Afterward, Johns said she noticed a change in her friend’s demeanor.
“She was a different person when I left,” Johns said. “The thought just popped into my head that if my friend benefitted so much from this, I bet there’s a hospital full of people that need some sort of human connection.
“We’re all hard-wired for connection. We’re social beings and we need that.”
Sierra Stein, 24, knows all too well how important it is to have genuine connections and distractions in the hospital. She said she contracted COVID-19 last summer and became paralyzed in her legs, which required her to stay in the hospital for a few months as she received treatment.
“It was miserable because you couldn’t have anyone there,” Stein said. “You’re isolated, you’re lonely. It’s a really dark place.”
Stein was later released and regained the ability to walk, but more pain in her legs again required an emergency room visit in July 2021, she said.
Based on her previous experiences, she tried to avoid a longer hospital stay but her attending nurse, Johns, sat with her for over 10 minutes, soothed her worries and convinced her to go.
While Stein was receiving treatment, she said staff mentioned that there was a nurse going around and braiding patients’ hair.
“They were like, ‘Do you want to get your hair braided?’ and I said, ‘Oh yeah, of course,'” Stein said. “That’s when I saw Brooke again.”
According to Johns, ER nurses see a high volume of people and and often don’t know what happens after they leave the ER.
To find patients, Johns goes to her director and sends out a broadcast to staff asking if they have any patients who want to get their hair braided.
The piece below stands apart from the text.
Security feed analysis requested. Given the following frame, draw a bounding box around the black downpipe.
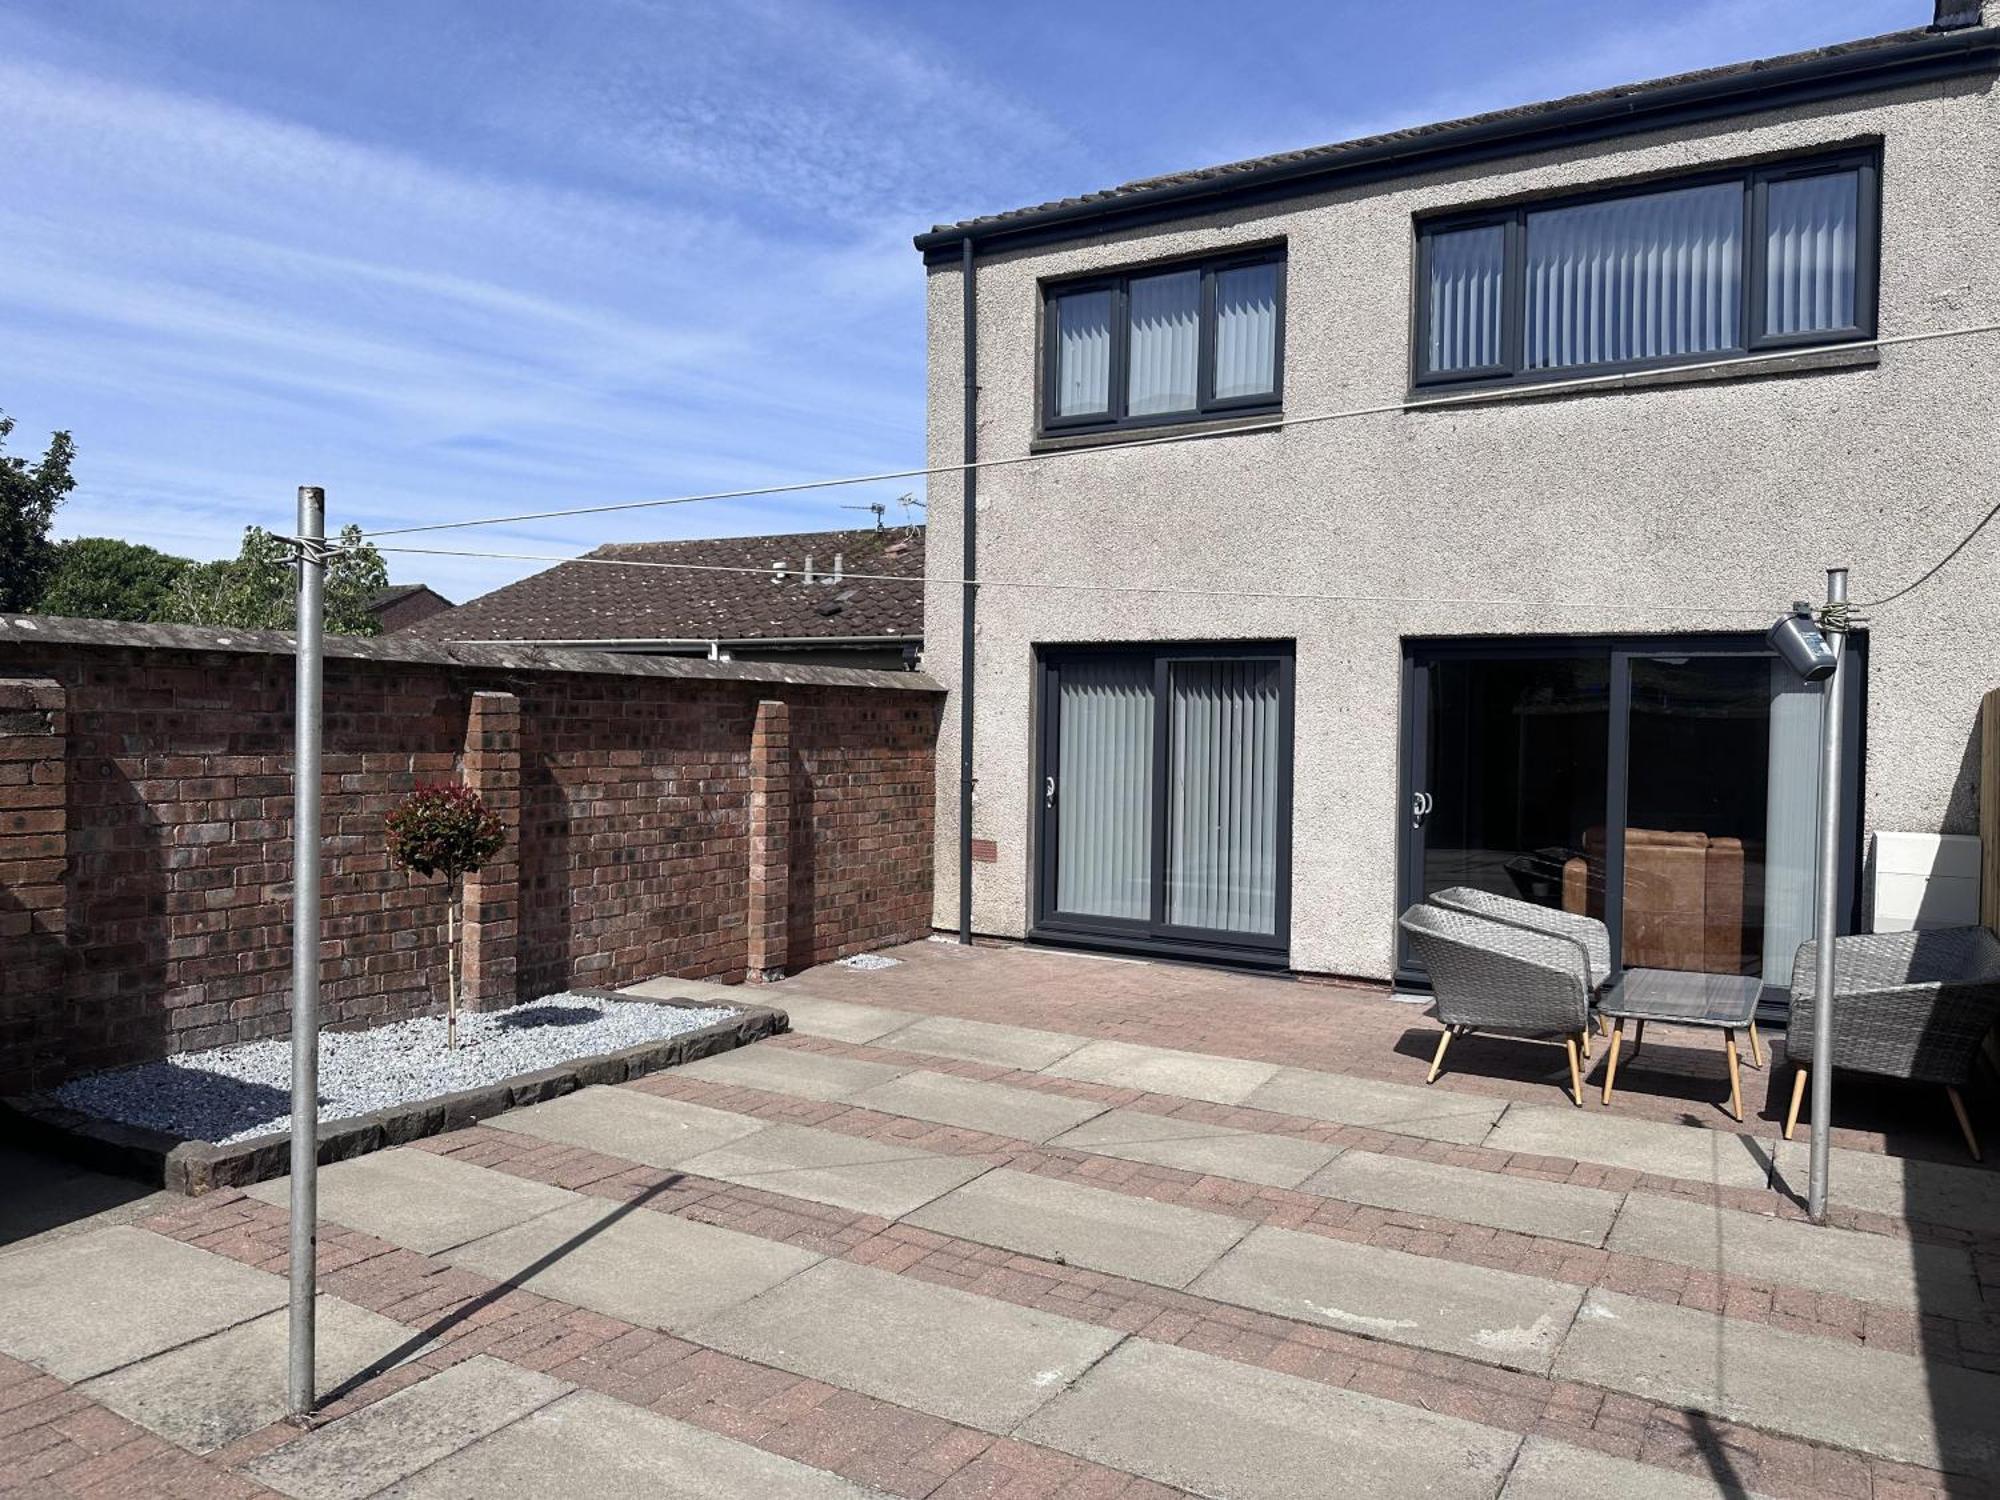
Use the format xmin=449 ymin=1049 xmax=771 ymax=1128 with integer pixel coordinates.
xmin=956 ymin=237 xmax=977 ymax=944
Johns’ colleagues then text her with patients’ room numbers, and she goes to them one by one.
“We never get to see the end of the story, which is why Sierra was such a special situation — that never happens,” Johns said. “We either help people to the point where they get to go home or we help people to the point where they need to be admitted to the hospital, and that’s where our access to them stops.”
The human contact from a person who cared made a world of difference to Stein.
“It’s such a nice distraction from your illness,” Stein said. “When you’re in the hospital your mental health kind of gets shut down.”
She continued, “It’s really just amazing that there are fairy godmothers going around in the hospital who actually care and take the time to sprinkle a little sunshine on you. … It makes you feel like you’re at home again.”
Beyond providing an important level of connection for patients, Johns said she does this because we don’t know what a person may be going through and wants to make people feel like they’re loved.
“Everybody has a story that will bring you to your knees,” Johns said. “Life is hard and that’s why I think it’s so important to be kind and patient and spend time with people.”
Alexis Mussi, Southern Hills’ CEO, told “GMA” that other nurses were inspired by Johns and are now giving back in a similar manner.
“This past year our care team became the spouse, the family member, the friend, the everything for our patients,” Mussi said. “When there isn’t someone here holding that hand at the bedside, it really became our team doing that, so having people like Brooke really helped.”